U.S. Building of the Week
Cocoon House
nea studio
25. November 2019
Photo: Caylon Hackwith
Cocoon House is the perfect name for this L-shaped house on New York's Long Island: The rounded walls on the more public side of the house are solid, while the glassy, private side is colorful, like a butterfly emerging from its cocoon. Nina Edwards Anker's nea studio sent us some text and images on the recently completed house.
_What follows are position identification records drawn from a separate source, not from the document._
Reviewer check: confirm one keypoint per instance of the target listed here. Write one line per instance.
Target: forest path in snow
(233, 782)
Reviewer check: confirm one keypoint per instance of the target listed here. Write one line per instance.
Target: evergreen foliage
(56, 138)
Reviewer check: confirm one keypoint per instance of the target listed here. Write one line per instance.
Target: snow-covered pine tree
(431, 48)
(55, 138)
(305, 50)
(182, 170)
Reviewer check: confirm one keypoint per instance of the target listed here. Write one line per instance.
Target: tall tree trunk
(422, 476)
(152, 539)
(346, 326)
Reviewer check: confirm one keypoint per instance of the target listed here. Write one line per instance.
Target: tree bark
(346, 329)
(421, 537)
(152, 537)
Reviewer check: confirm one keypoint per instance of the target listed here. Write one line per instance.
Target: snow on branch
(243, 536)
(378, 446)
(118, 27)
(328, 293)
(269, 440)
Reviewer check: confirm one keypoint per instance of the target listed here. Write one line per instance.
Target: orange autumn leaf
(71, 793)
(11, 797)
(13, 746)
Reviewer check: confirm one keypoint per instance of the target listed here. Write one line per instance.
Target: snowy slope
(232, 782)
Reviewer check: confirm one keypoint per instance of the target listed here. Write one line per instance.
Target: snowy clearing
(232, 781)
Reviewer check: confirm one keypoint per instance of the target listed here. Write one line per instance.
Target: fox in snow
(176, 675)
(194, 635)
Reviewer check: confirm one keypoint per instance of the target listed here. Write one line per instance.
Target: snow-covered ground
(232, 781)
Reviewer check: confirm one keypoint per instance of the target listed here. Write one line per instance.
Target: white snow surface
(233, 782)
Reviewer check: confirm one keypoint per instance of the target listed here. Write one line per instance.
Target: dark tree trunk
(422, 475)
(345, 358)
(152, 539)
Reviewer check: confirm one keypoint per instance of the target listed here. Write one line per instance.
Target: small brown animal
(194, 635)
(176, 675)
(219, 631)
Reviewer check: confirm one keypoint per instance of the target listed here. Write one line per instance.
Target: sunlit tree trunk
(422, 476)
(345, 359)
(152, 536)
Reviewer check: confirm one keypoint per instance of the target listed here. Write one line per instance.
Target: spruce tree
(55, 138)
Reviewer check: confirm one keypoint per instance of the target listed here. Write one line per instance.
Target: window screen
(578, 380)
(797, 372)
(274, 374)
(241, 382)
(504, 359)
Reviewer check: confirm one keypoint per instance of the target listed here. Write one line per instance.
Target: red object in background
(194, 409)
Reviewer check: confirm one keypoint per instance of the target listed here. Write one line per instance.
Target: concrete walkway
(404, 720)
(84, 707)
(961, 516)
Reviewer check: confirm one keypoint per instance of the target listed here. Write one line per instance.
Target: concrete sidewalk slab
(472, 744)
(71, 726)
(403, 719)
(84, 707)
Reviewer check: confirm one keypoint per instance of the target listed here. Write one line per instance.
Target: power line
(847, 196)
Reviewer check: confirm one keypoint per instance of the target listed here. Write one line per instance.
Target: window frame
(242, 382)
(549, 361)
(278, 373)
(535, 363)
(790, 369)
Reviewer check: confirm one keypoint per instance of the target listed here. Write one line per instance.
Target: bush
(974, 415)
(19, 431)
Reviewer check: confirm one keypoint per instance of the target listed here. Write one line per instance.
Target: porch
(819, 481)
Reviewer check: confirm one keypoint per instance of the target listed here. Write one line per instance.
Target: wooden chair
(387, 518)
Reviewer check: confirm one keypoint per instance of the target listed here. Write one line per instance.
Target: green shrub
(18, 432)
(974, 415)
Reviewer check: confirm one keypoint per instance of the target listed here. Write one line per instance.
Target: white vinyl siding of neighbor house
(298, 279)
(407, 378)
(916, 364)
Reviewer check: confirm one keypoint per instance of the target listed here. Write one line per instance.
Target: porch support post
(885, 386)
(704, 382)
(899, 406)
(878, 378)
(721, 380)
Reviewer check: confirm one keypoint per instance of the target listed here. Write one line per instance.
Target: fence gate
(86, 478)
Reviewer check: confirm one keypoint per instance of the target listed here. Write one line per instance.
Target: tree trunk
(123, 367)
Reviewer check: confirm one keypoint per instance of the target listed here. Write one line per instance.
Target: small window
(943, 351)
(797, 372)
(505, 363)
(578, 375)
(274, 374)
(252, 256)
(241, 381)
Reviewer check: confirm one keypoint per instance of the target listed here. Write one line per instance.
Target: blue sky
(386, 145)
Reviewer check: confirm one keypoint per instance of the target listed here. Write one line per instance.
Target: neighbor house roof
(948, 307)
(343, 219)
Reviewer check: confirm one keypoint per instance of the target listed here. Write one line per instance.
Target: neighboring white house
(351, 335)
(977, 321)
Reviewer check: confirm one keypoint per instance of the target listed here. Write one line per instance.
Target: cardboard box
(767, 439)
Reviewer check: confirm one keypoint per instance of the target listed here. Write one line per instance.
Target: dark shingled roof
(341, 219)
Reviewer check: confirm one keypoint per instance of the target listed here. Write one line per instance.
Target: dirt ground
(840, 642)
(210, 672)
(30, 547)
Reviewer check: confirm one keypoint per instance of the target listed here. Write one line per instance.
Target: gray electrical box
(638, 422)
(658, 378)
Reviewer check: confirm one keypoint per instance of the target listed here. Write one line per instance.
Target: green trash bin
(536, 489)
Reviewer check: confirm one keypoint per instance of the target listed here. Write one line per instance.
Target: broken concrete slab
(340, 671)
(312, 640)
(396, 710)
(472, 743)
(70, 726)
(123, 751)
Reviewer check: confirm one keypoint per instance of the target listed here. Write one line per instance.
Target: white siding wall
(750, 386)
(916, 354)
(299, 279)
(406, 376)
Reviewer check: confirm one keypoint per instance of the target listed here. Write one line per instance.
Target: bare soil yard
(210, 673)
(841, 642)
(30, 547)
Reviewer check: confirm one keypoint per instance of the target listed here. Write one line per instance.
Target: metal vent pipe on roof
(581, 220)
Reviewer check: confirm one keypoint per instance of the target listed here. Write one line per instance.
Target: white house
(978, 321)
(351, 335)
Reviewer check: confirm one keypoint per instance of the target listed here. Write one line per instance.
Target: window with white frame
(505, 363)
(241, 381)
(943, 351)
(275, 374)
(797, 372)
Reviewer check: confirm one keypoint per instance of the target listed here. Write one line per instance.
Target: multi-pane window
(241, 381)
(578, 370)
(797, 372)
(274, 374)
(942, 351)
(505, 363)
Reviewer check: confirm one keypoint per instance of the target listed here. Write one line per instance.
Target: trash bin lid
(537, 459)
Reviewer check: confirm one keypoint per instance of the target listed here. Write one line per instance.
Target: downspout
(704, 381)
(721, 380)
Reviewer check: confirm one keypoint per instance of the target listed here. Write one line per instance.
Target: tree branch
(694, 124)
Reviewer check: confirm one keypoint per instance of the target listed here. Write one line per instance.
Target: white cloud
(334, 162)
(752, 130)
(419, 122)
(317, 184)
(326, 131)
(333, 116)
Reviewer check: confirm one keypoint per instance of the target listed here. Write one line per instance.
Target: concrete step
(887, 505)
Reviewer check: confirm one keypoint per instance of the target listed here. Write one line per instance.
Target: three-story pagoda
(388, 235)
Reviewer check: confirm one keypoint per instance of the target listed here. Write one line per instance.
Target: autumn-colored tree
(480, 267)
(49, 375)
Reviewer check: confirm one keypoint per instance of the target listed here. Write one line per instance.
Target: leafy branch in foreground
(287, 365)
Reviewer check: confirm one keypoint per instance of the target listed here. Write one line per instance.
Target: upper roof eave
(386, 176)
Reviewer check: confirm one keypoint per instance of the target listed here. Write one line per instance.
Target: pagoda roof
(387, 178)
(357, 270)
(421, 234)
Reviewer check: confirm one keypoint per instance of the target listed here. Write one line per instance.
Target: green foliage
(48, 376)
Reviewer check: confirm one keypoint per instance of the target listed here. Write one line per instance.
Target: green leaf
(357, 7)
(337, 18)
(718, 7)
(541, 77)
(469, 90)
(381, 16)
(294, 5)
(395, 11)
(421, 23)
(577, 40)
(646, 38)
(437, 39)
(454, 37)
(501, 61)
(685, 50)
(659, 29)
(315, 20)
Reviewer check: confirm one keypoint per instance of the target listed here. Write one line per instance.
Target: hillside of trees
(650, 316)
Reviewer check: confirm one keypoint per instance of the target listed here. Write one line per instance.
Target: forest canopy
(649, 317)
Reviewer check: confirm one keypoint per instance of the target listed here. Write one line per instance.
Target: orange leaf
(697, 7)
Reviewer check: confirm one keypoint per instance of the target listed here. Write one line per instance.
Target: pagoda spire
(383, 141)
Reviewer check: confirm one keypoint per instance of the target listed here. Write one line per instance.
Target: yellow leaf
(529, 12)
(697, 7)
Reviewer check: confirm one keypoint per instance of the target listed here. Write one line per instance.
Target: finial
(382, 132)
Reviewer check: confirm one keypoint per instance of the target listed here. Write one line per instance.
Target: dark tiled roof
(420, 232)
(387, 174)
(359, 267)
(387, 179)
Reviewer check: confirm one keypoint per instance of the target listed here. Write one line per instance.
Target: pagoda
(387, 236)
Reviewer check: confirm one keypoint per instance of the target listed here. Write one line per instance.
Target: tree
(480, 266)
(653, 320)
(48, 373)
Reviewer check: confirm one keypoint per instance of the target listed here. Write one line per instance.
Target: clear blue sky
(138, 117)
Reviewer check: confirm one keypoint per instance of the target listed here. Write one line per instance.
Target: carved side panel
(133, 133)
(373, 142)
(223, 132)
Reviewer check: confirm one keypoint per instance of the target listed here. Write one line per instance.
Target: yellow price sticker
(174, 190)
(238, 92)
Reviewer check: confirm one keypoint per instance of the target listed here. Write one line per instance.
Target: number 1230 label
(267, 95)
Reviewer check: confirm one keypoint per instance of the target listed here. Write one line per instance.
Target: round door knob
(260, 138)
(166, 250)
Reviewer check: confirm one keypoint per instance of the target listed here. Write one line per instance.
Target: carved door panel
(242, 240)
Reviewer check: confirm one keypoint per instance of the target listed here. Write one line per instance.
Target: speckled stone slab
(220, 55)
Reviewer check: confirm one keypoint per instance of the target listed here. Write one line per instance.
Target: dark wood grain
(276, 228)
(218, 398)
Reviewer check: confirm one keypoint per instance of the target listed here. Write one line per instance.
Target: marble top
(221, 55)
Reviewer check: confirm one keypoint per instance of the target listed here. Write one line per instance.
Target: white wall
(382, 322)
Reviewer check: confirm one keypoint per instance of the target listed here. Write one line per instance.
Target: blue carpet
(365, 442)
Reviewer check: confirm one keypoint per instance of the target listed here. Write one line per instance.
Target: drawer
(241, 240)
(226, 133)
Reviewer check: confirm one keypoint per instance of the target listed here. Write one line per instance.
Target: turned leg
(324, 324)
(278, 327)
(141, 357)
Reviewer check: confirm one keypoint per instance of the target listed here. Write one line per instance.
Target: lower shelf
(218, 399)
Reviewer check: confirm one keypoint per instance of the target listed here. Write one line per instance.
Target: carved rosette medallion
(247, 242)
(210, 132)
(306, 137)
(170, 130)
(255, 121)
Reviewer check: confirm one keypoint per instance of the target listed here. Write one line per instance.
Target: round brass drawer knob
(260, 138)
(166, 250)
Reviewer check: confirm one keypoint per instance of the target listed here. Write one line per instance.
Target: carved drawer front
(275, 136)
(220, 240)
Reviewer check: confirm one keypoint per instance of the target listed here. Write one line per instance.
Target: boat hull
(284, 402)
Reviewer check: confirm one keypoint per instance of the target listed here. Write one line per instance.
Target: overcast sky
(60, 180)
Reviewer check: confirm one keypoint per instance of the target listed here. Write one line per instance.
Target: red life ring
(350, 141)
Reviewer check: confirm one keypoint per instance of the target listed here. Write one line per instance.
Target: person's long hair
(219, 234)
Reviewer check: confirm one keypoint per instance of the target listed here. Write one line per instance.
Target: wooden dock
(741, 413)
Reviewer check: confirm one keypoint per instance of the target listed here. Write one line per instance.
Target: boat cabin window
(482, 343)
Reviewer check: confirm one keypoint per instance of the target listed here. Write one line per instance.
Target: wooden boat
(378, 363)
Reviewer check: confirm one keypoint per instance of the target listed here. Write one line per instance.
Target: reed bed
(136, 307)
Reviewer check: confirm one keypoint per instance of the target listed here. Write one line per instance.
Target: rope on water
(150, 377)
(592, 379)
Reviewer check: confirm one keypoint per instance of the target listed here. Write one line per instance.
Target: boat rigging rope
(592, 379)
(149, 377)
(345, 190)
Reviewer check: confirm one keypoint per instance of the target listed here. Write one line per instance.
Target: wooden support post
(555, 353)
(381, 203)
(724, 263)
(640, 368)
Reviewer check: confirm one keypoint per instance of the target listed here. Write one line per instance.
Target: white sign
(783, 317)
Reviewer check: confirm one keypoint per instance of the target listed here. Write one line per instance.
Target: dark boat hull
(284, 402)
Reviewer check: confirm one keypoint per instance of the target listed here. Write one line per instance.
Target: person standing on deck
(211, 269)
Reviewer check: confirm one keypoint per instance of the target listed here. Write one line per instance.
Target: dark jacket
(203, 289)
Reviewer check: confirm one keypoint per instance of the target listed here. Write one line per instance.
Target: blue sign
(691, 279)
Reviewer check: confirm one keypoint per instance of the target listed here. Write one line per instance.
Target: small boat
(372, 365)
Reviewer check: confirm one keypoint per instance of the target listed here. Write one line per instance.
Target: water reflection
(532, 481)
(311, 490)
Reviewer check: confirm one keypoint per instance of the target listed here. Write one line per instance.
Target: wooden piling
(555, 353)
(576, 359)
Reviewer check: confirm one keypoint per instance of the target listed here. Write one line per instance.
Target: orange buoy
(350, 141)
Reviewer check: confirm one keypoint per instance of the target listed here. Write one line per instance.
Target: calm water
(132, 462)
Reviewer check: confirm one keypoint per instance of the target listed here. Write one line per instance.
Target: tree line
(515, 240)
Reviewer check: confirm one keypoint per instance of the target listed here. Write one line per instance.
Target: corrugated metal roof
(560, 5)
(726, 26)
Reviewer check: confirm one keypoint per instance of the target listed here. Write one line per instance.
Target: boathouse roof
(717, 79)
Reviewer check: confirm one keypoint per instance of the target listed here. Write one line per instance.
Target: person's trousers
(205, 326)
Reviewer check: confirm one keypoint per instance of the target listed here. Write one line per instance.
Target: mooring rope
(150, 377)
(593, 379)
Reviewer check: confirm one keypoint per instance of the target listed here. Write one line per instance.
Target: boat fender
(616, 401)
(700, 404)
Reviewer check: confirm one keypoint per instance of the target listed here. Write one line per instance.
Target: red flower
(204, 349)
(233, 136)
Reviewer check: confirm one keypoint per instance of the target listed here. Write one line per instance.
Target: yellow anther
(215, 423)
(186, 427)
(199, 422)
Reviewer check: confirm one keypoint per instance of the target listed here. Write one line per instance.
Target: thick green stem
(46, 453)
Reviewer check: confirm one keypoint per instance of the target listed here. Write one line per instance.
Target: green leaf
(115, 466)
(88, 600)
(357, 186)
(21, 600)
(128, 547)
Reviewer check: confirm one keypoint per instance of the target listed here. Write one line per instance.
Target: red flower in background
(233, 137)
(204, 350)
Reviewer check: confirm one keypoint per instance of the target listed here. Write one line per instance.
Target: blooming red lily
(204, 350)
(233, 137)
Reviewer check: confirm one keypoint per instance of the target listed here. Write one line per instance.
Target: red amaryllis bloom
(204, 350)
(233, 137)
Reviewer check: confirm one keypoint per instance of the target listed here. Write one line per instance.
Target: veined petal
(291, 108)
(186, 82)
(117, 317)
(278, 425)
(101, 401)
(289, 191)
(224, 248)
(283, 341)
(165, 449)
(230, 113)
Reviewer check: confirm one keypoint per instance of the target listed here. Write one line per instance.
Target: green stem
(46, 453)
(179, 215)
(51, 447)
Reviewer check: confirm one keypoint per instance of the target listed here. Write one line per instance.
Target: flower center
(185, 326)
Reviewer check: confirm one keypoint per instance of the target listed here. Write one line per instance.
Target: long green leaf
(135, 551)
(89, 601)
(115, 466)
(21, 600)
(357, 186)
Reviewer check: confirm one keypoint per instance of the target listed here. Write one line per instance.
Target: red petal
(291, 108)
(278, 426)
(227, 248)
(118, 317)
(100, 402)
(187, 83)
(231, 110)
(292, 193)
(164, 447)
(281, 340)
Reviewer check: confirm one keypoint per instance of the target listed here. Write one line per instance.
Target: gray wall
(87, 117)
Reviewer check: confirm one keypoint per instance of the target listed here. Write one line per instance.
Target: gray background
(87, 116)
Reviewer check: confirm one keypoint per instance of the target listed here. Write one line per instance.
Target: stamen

Location: Long Island, New York, USA
Client: Withheld
Architect: nea studio
- Principal Architect: Nina Edwards Anker
- Project Team: Anna Agoston, Raphael Walter
Structural Engineer: Will Laufs, LaufsED
Mechanical Engineer: Jordan Goldman, Zero Energy Design
Electrical Engineer: Michael Edwards, Avioworks
Sound Engineer: Charles von Mueffling, Obelisk Consulting
Prefab Trusses: Unalam
Photo: Caylon Hackwith
This LEED-certified home is called Cocoon because its round walls form a Cocoon shape towards the northern and western neighbors. This rounded enclosed half of the house provides shelter and privacy. The other glass side of the house, facing south, takes in ocean breezes and open views. The cedar shingle cladding blends in with the architectural material palette of the historic Long Island neighborhood. By tuning in to given site conditions, and with the help of environmental technologies such as photovoltaic panels, the architectural design serves both the environment and wellbeing.
Photo: Caylon Hackwith
The 16-foot-high Long Island cottage is split in two: "cocooned" into a soft opaque shape that provides privacy, and transparent and crystalline to allow for views onto an undisturbed landscape. Its L-shaped 1,730 square foot footprint is shaped by the legal restriction to build at a 150-foot radius from the wetlands and to keep a 35-foot distance from the adjacent properties. Luckily, the view of the greenery towards the ocean faces south and east, so that the southern glass facade provides both views and passive heating gain. The thermal masses of the thick northern and western walls, supported entirely by timber structure, keep away humidity and retain heat while providing privacy.
Photo: Caylon Hackwith
The large unbroken sliding doors connect inhabitants with the smells, feel and sounds of the garden and ocean in the distance. In a structure that partakes in the natural landscape, a comfortable temperature is primarily achieved through passive strategies. The sliding doors open to catch prevailing southern breezes from the Atlantic Ocean that temper the heat in the warmer months. In the winter the glass facade collects heat from the southern sun, and in summertime interior shades cut 50 percent of the solar heat gain.
Photo: Caylon Hackwith
The sensual experience of the sun in a structure that is half opaque and half exposed guides the framework of the design. In the half of the cottage that is crystalline and transparent, sunlight filters through the translucent colored skylights, reflects off of the water cistern and enters through the glass facades. The skylights above the hallway of the bedroom wing are based on the color theory of Goethe, used by J.M. William Turner in his 19th century paintings of sunlight above water. The colors range from vermilion red, which signals sunset and rest, above the master bedroom, to deep yellow, which signals zenith and activity, nearest the living room.
Photo: Caylon Hackwith
Geometric patches of colored sunlight from the skylights and glimmering water reflections from the reflecting pool/cistern project onto the interior thick white ovoid back wall, which is punctured by just a few small windows. The changing daylight on the round projection screen connects to solar rhythms throughout the day, directing attention to biorhythms in the passing of seasonal and diurnal cycles, marking hours through slowly moving light patches. It’s meant to serve as a cinematic screen, its round shape abstracting the play of light and shadow, cocooning the interior like an ocean wave with light hitting its surface.